How to use Json Extractor when records don't have all the same attributes

I have a json file that has 9 possible combinations of columns (based on web site actions). I’m trying to use Json Extractor to load this file into a sql database. I was able to get it working so that it reads all the records based on the generated xsd schema, but that is based on the first row in the file which doesn’t contain all the possible combinations. It is processing all the rows correctly for this smaller set, and I’ve gotten it also to map subtrees of the json data.
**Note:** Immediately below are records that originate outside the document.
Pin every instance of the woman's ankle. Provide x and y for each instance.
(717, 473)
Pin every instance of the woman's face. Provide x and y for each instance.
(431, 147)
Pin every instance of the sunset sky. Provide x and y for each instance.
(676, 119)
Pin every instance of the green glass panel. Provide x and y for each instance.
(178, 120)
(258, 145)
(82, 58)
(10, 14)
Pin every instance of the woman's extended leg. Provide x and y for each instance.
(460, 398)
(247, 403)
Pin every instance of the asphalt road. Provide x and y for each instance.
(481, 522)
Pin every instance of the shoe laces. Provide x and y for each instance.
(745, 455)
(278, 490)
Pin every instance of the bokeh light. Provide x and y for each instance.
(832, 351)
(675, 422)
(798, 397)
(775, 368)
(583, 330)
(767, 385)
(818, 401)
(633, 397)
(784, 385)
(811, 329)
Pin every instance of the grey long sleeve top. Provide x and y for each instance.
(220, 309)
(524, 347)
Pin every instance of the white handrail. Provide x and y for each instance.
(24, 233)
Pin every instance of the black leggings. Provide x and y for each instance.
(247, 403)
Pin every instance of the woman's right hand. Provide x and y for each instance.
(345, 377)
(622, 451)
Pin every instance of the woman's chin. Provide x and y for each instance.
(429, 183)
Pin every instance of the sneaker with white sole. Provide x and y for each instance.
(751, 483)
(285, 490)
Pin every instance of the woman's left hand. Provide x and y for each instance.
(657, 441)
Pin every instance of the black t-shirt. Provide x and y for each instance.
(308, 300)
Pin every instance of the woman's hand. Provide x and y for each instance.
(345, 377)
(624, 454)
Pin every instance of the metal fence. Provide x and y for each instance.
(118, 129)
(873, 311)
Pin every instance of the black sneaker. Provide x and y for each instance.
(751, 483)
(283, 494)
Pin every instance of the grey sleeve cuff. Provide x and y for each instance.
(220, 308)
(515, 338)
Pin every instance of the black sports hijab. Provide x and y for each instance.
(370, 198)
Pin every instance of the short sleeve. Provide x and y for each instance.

But there are other pieces of data that are falling off.

I looked at the generated xsd schema and it has 61 rows total. I tried to edit the xsd to contain all the columns I wanted (has 115 rows now), but when I try to change the JsonExtractor to use this xsd, I get an error message in Clover: Error occured during schema reading. Reason: com.cloveretl.gui.dT:Error while initializing tree.
Clicking on details gives: com.cloveretl.gui.dT: Error while initializing tree
Caused by: org.apache.xmlbeans.XmlException: sandbox://Guruse/meta/stats14_json_serena.xsd:0: error: cvc-complex-type.2.4a: Expected elements ‘attribute@http://www.w3.org/2001/XMLSchema attributeGroup@http://www.w3.org/2001/XMLSchema anyAttribute@http://www.w3.org/2001/XMLSchema’ instead of ‘complexType@http://www.w3.org/2001/XMLSchema’ here in element complexType@http://www.w3.org/2001/XMLSchema

And then when I click on OK it brings up the same blank window where I need to generate tree structure before I can get started.

What can I do? How can I get Clover to recognize that each row in the file has the potential to need more or less mappings?

Hi,

I’m afraid that I don’t fully understand what you want to achieve. I understand that the JSON files may have different structure. If the files contain some arrays that may have different number of fields, the solution will be quite easy. You just need to set the corresponding metadata container type to list and map it as an usual element (in the JSONExtract mapping property). For more detailed information see our blog, please.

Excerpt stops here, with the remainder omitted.